Les apports atmosphériques et terrestres

La productivité biologique en Méditerranée nord-occidentale s’explique également par les apports atmosphériques et terrestres en nutriments [Migon et al., 2002].
Les apports exogènes en phosphore, azote et silicium sont principalement issus des apports continentaux, de la déposition atmosphérique et des poussières sahariennes [Béthoux et al., 1999]. Le Rhône représente également une source importante de nutriments dans notre région d’étude [Minas and Minas, 1989], avec les débits les plus élevés de la Méditerranée depuis la construction du barrage d’Assouan sur le Nil (1700 m3 .s−1 en moyenne). Par ailleurs, la Méditerranée est la mer qui reçoit la plus grande quantité d’apports atmosphériques au monde [Guerzoni et al., 1999], majoritairement dus aux poussières sahariennes (voir Fig. 3.3) et aux activités humaines (industrie, trafic routier, agriculture intensive). D’après Guerzoni et al. [1999], les apports atmosphériques en Méditerranée occidentale sont équivalents en quantité à ceux des rivières. Ces auteurs montrent que l’influence des apports atmosphériques sur le fonctionnement des écosystèmes pélagiques planctoniques augmente de la côte vers le large, et des zones actives aux zones stables oligotrophes. Dans ces zones oligotrophes, les apports atmosphériques en azote peuvent soutenir jusqu’à 60% de la production nouvelle, et ceux en phosphore jusqu’à 25%. Ces apports ont probablement peu d’importance dans le bilan annuel de production primaire [Guerzoni et al., 1999], dont la valeur serait principalement déterminée par l’intensité de l’efflorescence printanière. Cependant, en été et au début de l’automne, lorsque la stratification est forte, les apports atmosphériques peuvent représenter pendant de brèves périodes une source non négligeable de nutriments, susceptible de provoquer de petits épisodes d’efflorescence phytoplantonique [Martin et al., 1989; Dulac et al., 1996; Saydam, 1996].
Les apports atmosphériques présentent donc une très forte variabilité temporelle.
Leur aspect épisodique rend ces apports extrêmement difficiles à estimer, donc à prendre en compte lors d’un exercice de modélisation. Notons enfin que les apports atmosphériques et terrestres peuvent avoir des effets délétaires sur les écosystèmes, en apportant des composés toxiques, comme, entre autres, le plomb et les hydrocarbones chlorés.

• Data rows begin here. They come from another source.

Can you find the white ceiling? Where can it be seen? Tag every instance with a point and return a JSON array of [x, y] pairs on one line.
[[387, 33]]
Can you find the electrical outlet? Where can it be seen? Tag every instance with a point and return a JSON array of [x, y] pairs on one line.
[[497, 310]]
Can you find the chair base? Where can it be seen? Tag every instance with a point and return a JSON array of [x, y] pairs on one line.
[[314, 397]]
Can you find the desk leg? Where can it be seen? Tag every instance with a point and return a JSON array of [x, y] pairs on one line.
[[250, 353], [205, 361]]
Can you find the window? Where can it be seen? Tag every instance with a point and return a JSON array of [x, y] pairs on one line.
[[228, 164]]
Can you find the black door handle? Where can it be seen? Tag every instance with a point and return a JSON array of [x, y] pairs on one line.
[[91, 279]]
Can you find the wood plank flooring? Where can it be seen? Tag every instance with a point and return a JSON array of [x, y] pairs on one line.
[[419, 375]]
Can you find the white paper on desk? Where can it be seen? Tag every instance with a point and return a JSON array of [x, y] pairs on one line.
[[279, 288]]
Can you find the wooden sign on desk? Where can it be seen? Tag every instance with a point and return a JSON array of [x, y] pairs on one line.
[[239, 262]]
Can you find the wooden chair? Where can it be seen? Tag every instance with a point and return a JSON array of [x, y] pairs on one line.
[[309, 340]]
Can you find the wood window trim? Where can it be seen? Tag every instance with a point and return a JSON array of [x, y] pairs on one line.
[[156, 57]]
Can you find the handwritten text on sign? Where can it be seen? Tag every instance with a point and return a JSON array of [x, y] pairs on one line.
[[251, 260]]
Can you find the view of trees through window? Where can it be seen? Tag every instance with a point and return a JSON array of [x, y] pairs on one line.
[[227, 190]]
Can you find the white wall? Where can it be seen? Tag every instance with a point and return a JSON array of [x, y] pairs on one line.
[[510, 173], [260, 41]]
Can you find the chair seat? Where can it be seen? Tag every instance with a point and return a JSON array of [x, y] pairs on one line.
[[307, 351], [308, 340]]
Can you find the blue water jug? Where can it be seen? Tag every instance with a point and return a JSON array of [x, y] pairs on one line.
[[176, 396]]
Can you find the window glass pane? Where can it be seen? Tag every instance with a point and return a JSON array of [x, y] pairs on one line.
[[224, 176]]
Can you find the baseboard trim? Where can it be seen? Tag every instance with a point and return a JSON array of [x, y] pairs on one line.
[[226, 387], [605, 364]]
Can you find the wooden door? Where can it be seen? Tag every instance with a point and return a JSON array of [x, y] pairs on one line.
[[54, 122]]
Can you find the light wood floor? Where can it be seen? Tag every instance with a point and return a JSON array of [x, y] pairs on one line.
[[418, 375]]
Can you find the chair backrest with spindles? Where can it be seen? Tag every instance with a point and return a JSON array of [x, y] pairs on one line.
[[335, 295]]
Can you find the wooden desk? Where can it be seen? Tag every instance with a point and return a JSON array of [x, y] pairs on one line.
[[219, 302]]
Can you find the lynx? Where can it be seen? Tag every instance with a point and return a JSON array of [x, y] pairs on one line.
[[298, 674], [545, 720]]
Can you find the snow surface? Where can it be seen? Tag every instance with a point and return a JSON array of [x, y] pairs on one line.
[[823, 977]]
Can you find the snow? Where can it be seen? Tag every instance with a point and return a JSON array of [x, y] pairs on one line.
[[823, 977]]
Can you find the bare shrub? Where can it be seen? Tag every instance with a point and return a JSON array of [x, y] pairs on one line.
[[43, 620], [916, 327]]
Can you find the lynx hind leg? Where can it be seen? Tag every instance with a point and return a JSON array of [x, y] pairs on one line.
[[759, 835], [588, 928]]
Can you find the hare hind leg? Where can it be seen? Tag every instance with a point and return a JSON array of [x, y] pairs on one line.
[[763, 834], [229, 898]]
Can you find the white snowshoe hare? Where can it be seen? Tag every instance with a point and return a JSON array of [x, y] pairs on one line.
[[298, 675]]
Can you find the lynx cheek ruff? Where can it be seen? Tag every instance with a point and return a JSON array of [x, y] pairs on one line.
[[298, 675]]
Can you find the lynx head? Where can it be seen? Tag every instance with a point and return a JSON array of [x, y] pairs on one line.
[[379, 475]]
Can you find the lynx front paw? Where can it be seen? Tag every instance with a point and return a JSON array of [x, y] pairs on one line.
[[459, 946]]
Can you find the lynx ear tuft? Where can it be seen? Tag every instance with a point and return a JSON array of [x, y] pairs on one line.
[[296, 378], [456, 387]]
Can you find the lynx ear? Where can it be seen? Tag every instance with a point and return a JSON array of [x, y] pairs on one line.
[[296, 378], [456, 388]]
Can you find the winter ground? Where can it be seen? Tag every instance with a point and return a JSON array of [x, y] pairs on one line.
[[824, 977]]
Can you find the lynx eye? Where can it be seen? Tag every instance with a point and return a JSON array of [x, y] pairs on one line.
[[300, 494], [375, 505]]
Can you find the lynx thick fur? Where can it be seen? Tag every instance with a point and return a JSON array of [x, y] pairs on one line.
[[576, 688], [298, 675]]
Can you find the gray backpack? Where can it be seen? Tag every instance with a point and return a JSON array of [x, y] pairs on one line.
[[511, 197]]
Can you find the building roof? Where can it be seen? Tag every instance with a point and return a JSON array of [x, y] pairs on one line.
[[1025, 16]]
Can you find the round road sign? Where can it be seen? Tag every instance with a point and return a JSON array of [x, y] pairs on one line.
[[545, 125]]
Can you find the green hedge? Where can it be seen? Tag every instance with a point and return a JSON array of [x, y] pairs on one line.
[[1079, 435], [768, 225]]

La modélisation des écosystèmes planctoniques en Méditerranée nord-occidentale

Le fonctionnement de l’écosystème pélagique en Méditerranée nord-occidentale présente une importante variabilité spatiale et temporelle, en grande partie due aux processus hydrodynamiques. Cette variabilité ne permet pas la compréhension du fonctionnement biogéochimique de cette zone par la seule approche expérimentale, et mène naturellement au développement et à l’utilisation de modèles numériques couplés hydrodynamique-biogéochimie.
Les modèles biogéochimiques, dont l’essor date de trois décennies, fonctionnent généralement sur la base d’un écosystème divisé en divers compartiments plus ou moins nombreux selon le degré de sophistication des modèles (phytoplancton, zooplancton, bactéries, détritus, matière organique dissoute, nutriments, etc…). Les interactions entre ces compartiments (les processus : prédation, excrétion, mortalité, etc…) sont représentées par des formulations mathématiques, la plupart du temps empiriques mais aussi parfois mécanistiques, qui permettent de calculer l’évolution temporelle de l’écosystème.
Les premiers modèles, « NPZD », comportaient quatre compartiments [Evans and Parslow, 1985; Fasham et al., 1990] : nutriments (N), phytoplancton (P), zooplancton (Z) et détritus (D). Dans ces modèles, les variables d’état sont exprimées en azote, considéré alors comme l’élément le plus limitant de la production primaire [Eppley and Peterson, 1979]. Les résultats expérimentaux obtenus depuis 10 ans ont amené au traitement explicite de plusieurs autres cycles d’éléments (phosphore, silicium, fer…) et au développement de modèles avec de plus nombreux compartiments.
Les modèles biogéochimiques sont dits « 0D », dans la mesure où ils ne permettent pas, seuls, de représenter l’évolution spatiale de l’écosystème. En revanche, coupler ces modèles à des modèles hydrodynamiques permet de prendre en compte cette évolution spatiale.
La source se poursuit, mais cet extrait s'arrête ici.